Centre de formation ou centre pour pigeonné ?

Conséquence de la récente législation imposant une certification spécifique aux agents conducteur de chien en sécurité privée, la formation d’agent cynophile ne s’est jamais aussi bien portée. Engrangeant des profits, pour le bien des centres de formations, elle cause également de graves préjudices dans certains cas, et à la FPACS, nous constatons la récurrence de problèmes liés à une formation trop juste ou totalement insuffisante. Hormis cela, nous avons pu constater également, qu’à l’issue, certains chiens avaient acquis une agressivité exacerbée et devenaient totalement incontrôlables. Des chiens devenus « incontrôlables » qui sont très vite repris par le centre de formation qui revend ensuite à des valeurs exponentielles des chiens de qualité médiocre faisant miroiter au nouvel acheteur un chien de qualité pour pouvoir acquérir le sésame : le titre d’agent cynophile.

Ainsi, un candidat a-t-il déboursé 2500 euros pour pouvoir acquérir un chien basique, qui ne possède pas toutes les bases du chien d’intervention et qui de plus avait de graves lacunes pour la fonction, mais dont le nouvel acquéreur ignorait réellement les défauts ! Il est inadmissible de voir de tels agissements au profit de centres de formations sans scrupules qui savent que le candidat à la certification ignore tout de la véritable valeur d’un chien et se laisse berner de la sorte.

Les titres enregistrés au RNCP ne se valent pas tous, et les disparités de niveau sont notables. On note ainsi, qu’un centre de formation qui avait choisi un titre RNCP d’agent cynophile, cessa de le délivrer au profit d’un autre cursus beaucoup plus simple et moins exigeant, le centre de formation pouvant engranger ainsi un maximum de candidats et de profit. Alors que la fonction à l’issue de la formation reste la même.

Encore une fois, la qualité ne prime pas, on cherche à maximiser un rendement à des fins pécuniaires et on se retrouve avec des agents cynophiles incapables, voir dangereux flanqués d’une certification tout ce qu’il y a de plus officiel, mais dont en réalité on sait que l’on donne un droit d’accès à la profession sans compétences tangibles.

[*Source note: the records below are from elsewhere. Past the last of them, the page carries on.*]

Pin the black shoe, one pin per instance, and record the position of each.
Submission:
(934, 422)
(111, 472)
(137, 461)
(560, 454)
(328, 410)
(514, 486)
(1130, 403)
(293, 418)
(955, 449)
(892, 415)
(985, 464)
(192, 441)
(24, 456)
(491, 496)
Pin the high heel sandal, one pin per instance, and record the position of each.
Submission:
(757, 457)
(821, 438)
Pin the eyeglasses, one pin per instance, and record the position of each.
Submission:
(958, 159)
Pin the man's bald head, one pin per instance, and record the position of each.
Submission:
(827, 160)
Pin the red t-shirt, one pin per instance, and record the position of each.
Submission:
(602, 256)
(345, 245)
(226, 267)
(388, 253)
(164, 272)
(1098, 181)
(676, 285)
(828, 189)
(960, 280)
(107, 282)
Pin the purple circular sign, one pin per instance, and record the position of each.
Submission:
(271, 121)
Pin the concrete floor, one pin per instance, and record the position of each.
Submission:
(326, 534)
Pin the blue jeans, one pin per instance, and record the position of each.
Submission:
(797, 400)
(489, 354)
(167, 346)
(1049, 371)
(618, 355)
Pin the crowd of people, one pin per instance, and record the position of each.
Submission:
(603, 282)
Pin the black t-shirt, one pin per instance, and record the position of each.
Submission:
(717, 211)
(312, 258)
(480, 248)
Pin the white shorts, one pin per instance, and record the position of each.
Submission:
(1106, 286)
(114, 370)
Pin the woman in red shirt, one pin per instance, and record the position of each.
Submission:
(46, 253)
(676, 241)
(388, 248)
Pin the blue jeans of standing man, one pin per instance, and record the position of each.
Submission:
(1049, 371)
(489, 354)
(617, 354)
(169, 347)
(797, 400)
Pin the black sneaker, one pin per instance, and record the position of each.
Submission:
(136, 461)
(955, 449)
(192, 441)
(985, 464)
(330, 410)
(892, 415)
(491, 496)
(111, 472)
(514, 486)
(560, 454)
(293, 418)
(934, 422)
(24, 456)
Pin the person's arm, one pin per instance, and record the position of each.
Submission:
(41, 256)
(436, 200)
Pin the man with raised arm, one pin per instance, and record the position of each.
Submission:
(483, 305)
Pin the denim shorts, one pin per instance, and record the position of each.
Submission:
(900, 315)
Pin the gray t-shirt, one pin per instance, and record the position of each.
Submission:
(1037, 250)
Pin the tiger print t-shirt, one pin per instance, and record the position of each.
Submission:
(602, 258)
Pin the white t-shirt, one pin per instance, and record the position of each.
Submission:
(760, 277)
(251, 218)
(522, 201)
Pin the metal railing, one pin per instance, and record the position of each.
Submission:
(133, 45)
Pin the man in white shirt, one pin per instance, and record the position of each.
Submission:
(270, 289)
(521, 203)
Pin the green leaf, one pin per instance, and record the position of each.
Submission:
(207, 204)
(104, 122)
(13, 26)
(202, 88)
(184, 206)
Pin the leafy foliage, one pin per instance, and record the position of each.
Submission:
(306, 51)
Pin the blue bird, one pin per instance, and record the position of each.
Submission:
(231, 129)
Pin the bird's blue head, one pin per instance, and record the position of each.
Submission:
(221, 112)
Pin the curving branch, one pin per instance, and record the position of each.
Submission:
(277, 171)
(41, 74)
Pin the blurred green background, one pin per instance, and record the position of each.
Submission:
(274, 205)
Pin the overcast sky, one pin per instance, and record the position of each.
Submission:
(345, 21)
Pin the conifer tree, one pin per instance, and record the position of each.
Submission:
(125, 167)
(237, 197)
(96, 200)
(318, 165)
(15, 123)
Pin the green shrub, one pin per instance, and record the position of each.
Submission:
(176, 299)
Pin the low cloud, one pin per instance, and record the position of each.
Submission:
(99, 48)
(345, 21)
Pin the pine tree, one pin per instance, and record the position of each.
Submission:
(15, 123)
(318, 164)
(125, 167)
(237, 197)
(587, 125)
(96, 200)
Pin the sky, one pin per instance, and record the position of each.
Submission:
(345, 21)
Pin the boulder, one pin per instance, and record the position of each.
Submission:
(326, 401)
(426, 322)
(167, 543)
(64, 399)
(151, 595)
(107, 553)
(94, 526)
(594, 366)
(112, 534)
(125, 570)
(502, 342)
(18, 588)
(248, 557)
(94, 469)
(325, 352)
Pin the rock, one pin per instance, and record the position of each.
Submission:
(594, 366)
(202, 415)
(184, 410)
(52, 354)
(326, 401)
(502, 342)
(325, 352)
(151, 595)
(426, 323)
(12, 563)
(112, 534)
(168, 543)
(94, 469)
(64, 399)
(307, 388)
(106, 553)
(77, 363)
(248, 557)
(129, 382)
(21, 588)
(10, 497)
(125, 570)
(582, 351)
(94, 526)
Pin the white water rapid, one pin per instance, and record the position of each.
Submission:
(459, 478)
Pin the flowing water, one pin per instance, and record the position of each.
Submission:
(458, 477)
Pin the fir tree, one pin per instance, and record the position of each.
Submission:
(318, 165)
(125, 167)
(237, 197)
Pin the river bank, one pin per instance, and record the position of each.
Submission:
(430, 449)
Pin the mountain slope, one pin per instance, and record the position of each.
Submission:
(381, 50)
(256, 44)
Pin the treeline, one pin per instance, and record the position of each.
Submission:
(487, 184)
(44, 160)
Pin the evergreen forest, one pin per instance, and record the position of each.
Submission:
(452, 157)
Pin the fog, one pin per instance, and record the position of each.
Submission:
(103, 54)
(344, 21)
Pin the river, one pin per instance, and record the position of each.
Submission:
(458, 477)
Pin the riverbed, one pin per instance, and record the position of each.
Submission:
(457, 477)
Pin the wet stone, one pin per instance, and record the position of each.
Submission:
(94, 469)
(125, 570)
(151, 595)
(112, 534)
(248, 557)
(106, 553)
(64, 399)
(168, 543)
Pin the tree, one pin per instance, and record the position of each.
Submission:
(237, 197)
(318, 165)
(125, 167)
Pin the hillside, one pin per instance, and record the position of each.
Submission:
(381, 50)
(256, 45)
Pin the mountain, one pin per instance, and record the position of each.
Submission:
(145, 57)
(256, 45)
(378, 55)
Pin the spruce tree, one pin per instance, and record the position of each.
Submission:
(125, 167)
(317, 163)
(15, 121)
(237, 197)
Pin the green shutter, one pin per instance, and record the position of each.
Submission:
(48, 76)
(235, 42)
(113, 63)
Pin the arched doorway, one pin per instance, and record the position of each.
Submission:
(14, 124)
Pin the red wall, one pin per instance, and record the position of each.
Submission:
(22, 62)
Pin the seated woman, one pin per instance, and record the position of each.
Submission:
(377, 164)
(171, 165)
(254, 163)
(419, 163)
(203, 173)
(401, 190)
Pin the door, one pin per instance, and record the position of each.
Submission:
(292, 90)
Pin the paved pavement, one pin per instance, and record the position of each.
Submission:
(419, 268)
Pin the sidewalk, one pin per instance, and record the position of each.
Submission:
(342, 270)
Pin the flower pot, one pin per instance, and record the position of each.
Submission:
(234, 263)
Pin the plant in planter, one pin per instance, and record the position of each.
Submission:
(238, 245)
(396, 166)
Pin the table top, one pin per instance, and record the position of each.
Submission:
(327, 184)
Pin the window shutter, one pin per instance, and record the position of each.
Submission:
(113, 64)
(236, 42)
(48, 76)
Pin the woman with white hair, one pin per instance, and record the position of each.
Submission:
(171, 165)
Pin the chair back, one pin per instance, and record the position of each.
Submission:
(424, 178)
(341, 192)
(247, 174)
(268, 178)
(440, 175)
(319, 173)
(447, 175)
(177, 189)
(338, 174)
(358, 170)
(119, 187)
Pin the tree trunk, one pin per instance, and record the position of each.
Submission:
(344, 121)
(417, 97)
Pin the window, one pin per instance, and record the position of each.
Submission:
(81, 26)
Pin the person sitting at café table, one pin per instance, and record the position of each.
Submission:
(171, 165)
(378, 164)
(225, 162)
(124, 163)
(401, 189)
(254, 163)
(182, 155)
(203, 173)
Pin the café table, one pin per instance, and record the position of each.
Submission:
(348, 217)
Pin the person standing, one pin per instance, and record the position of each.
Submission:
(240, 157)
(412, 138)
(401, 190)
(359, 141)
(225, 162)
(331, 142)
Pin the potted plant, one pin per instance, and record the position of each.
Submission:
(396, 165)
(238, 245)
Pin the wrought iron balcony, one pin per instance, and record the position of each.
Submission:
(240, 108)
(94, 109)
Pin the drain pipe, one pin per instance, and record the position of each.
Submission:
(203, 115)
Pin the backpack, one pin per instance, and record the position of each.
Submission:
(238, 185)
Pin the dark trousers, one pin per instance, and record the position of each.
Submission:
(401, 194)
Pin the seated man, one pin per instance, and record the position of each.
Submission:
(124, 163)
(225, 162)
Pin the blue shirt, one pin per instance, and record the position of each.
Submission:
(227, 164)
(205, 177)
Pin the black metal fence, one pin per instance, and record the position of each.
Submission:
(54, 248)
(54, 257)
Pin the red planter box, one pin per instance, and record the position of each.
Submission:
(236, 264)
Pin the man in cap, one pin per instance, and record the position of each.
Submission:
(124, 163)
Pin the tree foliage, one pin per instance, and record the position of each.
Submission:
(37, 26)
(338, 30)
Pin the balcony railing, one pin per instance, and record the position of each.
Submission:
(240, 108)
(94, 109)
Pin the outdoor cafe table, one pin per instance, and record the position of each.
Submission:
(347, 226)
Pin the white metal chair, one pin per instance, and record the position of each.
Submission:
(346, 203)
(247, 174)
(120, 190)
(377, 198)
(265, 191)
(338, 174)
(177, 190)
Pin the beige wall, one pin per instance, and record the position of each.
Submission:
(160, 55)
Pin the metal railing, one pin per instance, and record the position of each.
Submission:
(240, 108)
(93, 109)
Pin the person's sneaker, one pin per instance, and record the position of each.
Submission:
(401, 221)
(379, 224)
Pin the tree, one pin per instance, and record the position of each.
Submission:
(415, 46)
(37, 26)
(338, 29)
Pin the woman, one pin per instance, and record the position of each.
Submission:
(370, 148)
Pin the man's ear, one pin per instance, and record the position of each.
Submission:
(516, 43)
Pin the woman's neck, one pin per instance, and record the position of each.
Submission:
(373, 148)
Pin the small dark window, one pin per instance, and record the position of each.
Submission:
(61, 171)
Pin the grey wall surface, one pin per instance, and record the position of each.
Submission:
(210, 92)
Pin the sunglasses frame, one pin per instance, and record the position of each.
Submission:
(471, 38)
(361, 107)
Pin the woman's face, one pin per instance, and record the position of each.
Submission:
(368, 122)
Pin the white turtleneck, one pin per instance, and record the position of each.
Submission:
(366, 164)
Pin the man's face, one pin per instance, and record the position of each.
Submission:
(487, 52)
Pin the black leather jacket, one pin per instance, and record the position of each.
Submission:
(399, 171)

Avec le risque terroriste actuel, la fonction d’agent cynophile requiert un minimum de professionnels compétents et chevronnés dans sa participation active à la sécurité des biens et des personnes, mais cette disparité et ces méthodes employées par certains centres de formation, nous amène à imposer un contrôle plus strict par une entité responsable tel que le CNAPS, et de créé enfin un véritable programme du chien d’intervention (le C.A.S.I, programme que nous avons élaboré à la FPACS en est un parfait exemple), avec notamment une refonte de la formation actuelle qui reste bien trop superficielle à l’instar d’autres cursus de la sécurité privée.